About Company
The customer is a prominent media and entertainment company in the Philippines. Committed to pioneering, innovating, and connecting all Filipinos with their community, they strive to provide entertainment, news, and information through their diverse offerings.
The Challenge
The customer faced a critical challenge regarding one of their application modules. They required an exceptionally low Recovery Point Objective (RPO), down to seconds, to minimise data loss in the event of a primary infrastructure failure. Additionally, they aimed to bring up the application within a relative amount of time, ideally within an hour, to ensure minimal service disruption.

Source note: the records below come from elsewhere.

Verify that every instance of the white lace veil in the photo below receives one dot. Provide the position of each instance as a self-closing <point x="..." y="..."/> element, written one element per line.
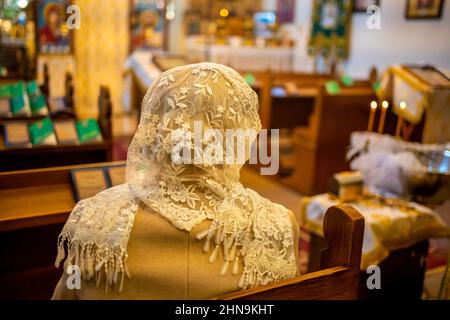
<point x="244" y="225"/>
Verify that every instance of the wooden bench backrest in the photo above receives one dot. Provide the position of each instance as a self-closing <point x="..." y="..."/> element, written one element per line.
<point x="339" y="275"/>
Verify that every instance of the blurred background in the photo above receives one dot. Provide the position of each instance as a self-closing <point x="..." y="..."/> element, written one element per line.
<point x="359" y="90"/>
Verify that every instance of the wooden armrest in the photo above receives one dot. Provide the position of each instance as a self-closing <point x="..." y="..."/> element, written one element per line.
<point x="343" y="230"/>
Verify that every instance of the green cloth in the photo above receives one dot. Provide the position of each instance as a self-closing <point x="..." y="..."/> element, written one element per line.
<point x="40" y="130"/>
<point x="5" y="91"/>
<point x="17" y="104"/>
<point x="332" y="87"/>
<point x="18" y="89"/>
<point x="33" y="88"/>
<point x="87" y="130"/>
<point x="37" y="102"/>
<point x="347" y="80"/>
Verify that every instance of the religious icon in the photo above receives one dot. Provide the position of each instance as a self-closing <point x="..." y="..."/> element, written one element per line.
<point x="330" y="15"/>
<point x="53" y="33"/>
<point x="362" y="5"/>
<point x="146" y="25"/>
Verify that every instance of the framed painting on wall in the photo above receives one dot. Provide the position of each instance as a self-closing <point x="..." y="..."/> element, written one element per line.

While addressing these objectives, they also sought to keep costs low.
Key Requirements of the Customer
- Low RPO requirement
- Timely application recovery in case of primary infrastructure failure
- Cost optimisation without compromising resilience
The Solution
To meet the customer’s requirements, the Blazeclan team proposed a comprehensive solution, prioritising resilience, scalability, and cost-effectiveness.

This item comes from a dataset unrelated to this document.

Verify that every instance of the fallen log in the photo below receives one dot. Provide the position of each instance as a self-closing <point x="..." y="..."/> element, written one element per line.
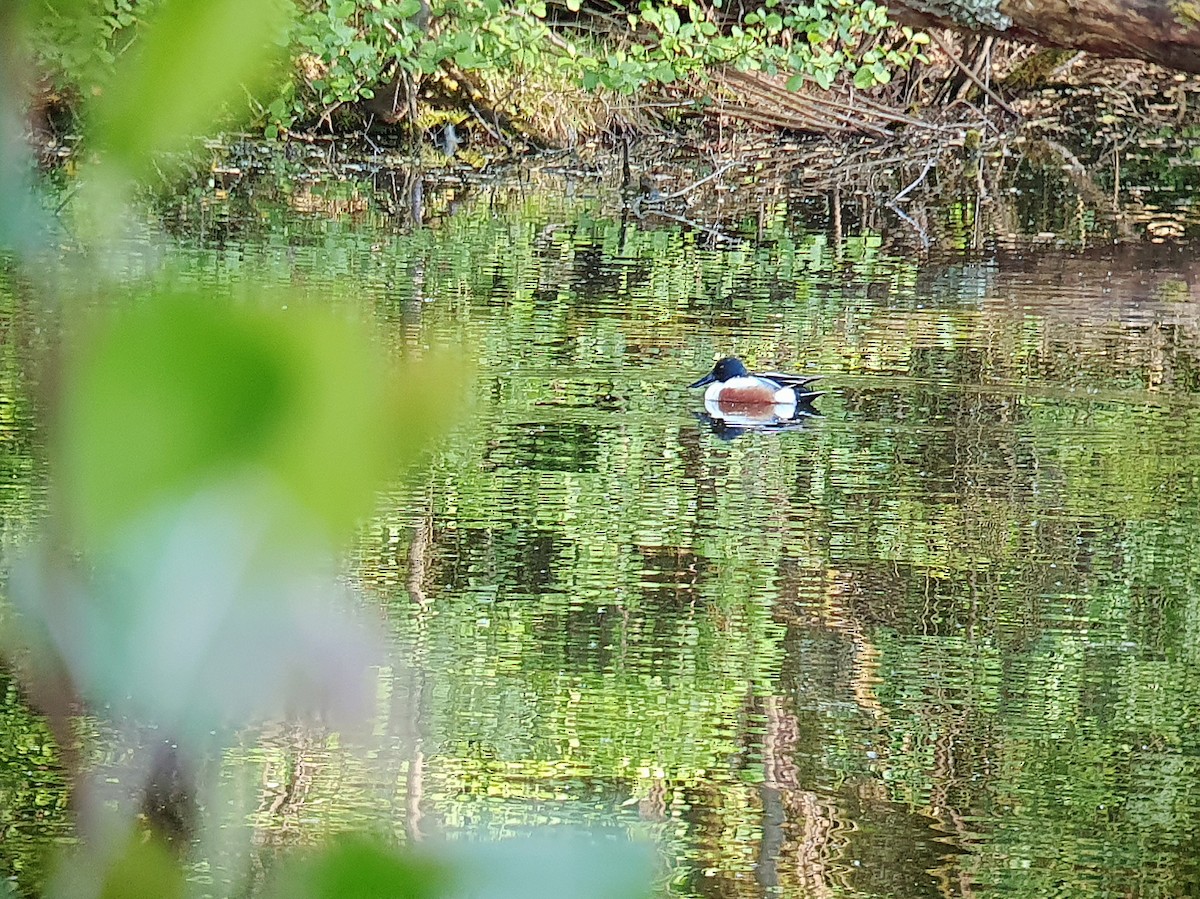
<point x="1164" y="31"/>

- Database Selection: Since the application was developed from scratch, we carefully selected an open-source database that met the criteria of being developer-friendly, administration-friendly, and capable of replication to another site. After evaluating options, we recommended the adoption of the Aurora Global database, which not only fulfilled these objectives but also offered the added advantage of a headless database. This approach involved replicating only the data layer to the target region, minimising costs by avoiding the need for compute resources in the secondary location.
- Application Layer High Availability: To ensure high availability at the application layer, we leveraged Elastic Compute Cloud (EC2) instances within an Auto Scaling Group (ASG). This allowed for automatic scaling based on demand, ensuring fault tolerance and scalability. In addition, AWS Lambda was utilised to handle S3 event-based jobs, while S3-based hosting served static pages. This combination improved application performance and availability. We utilised Amazon Route 53 for efficient DNS mapping of internal AWS resources, facilitating seamless routing and failover in the event of a disaster. API Gateway was employed for REST-based services, enhancing the overall functionality and accessibility of the application.

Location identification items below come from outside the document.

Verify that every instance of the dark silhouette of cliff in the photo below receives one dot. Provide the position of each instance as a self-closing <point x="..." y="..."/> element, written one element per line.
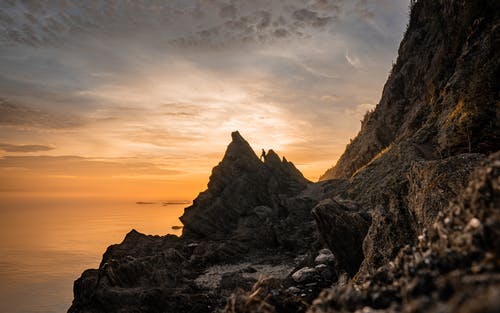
<point x="407" y="220"/>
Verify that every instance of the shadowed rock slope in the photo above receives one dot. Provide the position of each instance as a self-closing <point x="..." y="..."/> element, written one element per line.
<point x="407" y="221"/>
<point x="254" y="219"/>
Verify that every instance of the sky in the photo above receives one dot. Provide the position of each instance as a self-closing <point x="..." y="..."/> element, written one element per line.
<point x="138" y="98"/>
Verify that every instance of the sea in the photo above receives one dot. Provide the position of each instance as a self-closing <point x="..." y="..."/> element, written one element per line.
<point x="47" y="242"/>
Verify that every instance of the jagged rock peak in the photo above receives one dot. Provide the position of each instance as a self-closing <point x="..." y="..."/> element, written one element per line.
<point x="239" y="148"/>
<point x="238" y="184"/>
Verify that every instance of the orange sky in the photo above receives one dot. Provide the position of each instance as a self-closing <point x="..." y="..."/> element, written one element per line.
<point x="138" y="101"/>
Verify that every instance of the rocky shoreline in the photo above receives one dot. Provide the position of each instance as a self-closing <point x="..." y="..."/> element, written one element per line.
<point x="407" y="220"/>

- Low Recovery Time Objective (RTO): To minimise the Recovery Time Objective (RTO) and ensure the latest code was readily available in the Disaster Recovery (DR) region, we integrated AWS CodeDeploy, CodeBuild, and CodePipeline. CodeDeploy facilitated deployment to EC2 instances, while CodeBuild enabled deployment to S3 storage. By setting the ASG to zero instances during normal operations, CodeDeploy would deploy the latest code revision automatically during failover or DR situations, ensuring a swift recovery.
Benefits achieved by the company
- Very low database RPO, down to seconds, ensuring minimal data loss during failures.
- Cost optimisation through the headless mode of the Aurora Global database, replicating the data layer and reducing infrastructure expenses.
- Enabled a highly-scalable application by implementing a multi-AZ setup via EC2 ASG and RDS.
- Reduced Recovery Time Objective (RTO) with the integration of AWS CodeDeploy and CodeBuild, ensuring the latest code was readily available in the DR region during failover scenarios.